研究者インタビュー ENEOSの花、咲かそう!

STORY 10 LCフィルム

STORY 10 LCフィルム 開発STORY 「市場のニーズから新アイディア」が、この仕事の面白み
中央技術研究所 池田哲

JXTGエネルギーへ入社して3年目となる池田さん。研究者としてのこれからに、様々な夢を持っていることから、「期待、あこがれ」が花言葉のフリージアを選んでもらいました。

Introduction

当社では石油化学の技術を応用してさまざまな高付加価値商品の開発を行っています。その中のひとつが携帯電話の液晶画面に使われているLCフィルムです。携帯電話の他、携帯音楽プレイヤーやデジタルカメラなどの高機能携帯機器のモニタ画面にも用いられ、私たちの生活に不可欠な存在となったLCフィルム。ここでは、入社時からこの製品の開発に携わった池田さんから、研究開発の面白みや新人研究者ならではの思いを語ってもらいました。

携帯電話ならではの、激しい開発競争

どんな分野の研究を行っているのですか?

今の時代、殆どの人が携帯電話を持っていますよね。携帯電話にはいろいろな部材が使われていますが、その中の一つに液晶画面があります。ここで使用されているのが、私が入社以来関わってきたLCフィルムと呼ばれる先端材料です。LCフィルムは独自に開発した液晶性ポリマー※1材料と液晶配向技術により開発された商品で、携帯電話の他、デジタルカメラなどの液晶画面の画質を向上させる効果があります。私は主に、このLCフィルムの光学設計を行ってきました。液晶画面の見栄えを最高にするには、個々のデバイスに合わせて最適なLCフィルム構造を選択する必要があるのです。当社は石油メーカーから総合エネルギー企業へと変革を続けていますが、同時に石油を使った様々な先端材料の研究開発も行っており、LCフィルムもそのひとつなのです。

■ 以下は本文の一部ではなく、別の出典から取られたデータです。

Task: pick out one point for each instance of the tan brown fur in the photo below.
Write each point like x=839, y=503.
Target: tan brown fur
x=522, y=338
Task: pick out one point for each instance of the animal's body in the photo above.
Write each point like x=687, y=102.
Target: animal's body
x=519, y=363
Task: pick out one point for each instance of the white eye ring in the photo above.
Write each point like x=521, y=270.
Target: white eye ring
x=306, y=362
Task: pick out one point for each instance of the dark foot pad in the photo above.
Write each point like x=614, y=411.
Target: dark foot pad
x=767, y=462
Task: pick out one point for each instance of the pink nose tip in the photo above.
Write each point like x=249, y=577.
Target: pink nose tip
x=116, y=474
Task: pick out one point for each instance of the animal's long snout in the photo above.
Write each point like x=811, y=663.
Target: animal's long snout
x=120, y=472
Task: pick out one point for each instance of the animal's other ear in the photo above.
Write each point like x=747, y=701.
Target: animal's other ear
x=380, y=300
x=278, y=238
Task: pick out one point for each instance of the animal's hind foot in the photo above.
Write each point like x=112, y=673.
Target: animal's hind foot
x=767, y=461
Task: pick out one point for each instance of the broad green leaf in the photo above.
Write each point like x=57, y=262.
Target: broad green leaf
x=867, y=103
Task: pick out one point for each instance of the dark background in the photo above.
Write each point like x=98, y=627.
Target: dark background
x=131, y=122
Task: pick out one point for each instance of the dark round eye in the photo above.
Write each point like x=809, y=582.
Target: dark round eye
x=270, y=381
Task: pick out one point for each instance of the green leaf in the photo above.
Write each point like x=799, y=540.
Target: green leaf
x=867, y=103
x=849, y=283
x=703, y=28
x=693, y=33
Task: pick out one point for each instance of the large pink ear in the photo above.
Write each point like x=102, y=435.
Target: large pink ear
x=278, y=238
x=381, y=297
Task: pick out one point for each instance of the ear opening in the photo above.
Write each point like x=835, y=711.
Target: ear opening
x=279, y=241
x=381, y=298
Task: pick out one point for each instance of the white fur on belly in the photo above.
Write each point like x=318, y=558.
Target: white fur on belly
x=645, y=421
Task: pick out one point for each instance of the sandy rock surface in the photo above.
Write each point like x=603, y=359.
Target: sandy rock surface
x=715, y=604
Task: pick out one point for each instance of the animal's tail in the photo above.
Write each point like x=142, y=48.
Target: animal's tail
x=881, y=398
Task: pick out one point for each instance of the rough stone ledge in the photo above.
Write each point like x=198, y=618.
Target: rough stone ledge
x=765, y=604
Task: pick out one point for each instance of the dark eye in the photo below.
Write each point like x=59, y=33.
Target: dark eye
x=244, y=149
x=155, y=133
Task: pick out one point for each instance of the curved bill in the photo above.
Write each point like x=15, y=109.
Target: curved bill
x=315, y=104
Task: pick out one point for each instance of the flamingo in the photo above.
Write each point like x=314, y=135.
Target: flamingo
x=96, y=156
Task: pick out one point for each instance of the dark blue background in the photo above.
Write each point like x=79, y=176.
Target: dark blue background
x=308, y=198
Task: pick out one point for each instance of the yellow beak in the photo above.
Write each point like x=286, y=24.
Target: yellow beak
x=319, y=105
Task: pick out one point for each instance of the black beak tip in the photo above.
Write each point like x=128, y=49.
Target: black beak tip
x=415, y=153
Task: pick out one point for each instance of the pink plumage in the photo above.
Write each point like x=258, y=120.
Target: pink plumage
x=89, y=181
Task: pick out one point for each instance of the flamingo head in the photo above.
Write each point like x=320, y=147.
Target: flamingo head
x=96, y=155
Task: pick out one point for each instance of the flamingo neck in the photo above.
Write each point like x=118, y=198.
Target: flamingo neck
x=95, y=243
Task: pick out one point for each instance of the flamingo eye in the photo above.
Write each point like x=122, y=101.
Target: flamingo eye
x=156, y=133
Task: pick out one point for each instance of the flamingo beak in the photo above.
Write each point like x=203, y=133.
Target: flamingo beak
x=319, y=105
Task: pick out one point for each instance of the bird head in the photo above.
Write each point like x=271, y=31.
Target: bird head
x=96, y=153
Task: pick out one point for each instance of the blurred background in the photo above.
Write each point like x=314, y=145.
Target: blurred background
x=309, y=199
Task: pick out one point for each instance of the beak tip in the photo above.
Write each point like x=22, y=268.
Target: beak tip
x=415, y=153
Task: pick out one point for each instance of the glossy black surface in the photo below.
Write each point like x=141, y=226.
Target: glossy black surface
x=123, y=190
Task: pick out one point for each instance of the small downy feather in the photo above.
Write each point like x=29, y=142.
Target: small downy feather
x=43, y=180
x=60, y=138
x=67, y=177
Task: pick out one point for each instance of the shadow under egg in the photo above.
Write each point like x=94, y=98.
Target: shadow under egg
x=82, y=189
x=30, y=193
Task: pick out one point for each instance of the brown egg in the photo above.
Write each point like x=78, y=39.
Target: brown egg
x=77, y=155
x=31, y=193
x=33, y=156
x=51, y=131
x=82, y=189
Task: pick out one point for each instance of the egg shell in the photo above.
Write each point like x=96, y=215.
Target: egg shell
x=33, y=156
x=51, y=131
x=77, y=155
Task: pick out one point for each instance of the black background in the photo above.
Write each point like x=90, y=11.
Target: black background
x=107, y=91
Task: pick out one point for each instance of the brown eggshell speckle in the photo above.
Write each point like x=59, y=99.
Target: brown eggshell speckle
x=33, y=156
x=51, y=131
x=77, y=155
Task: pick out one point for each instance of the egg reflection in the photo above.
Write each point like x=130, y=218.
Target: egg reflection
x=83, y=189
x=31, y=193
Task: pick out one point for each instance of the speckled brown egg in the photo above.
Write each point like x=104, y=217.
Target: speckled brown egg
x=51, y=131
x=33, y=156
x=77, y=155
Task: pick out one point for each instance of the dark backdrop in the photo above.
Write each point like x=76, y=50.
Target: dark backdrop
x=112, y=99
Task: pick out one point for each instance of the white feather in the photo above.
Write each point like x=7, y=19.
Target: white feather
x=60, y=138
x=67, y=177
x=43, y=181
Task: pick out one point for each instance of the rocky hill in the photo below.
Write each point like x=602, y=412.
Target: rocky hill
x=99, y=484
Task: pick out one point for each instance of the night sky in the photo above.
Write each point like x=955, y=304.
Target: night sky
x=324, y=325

  1. ※1液晶性ポリマー・・・高性能プラスチックのこと。溶融状態で液体と結晶の中間に当たる特性を示すものである。

私たちにも非常に身近な製品ですね。

扱っている製品が、自分の生活に近いものというのは、実際に担当してみると非常に面白いですね。当社のLCフィルムは多くの携帯電話に使用されていますが、売り場で見ているとどのモデルに採用されているか、自分でもわかりますよ。また携帯電話業界は、現在の日本でもっとも活況を呈している分野の一つ。例えば2年前の携帯電話を目にすると、かなり古いモデルだと感じませんか?
新製品発表までのタームが短く、あの小さなボディの中に様々な分野の最先端技術が詰め込まれているのです。液晶画面もその一つであり、画質ひとつを取り上げても現在の液晶画面を1年前と比べてみても、非常に綺麗ですよね。最近は携帯電話でテレビも観られるようになってきました。今後も、より綺麗にという要求は高まっていくでしょうね。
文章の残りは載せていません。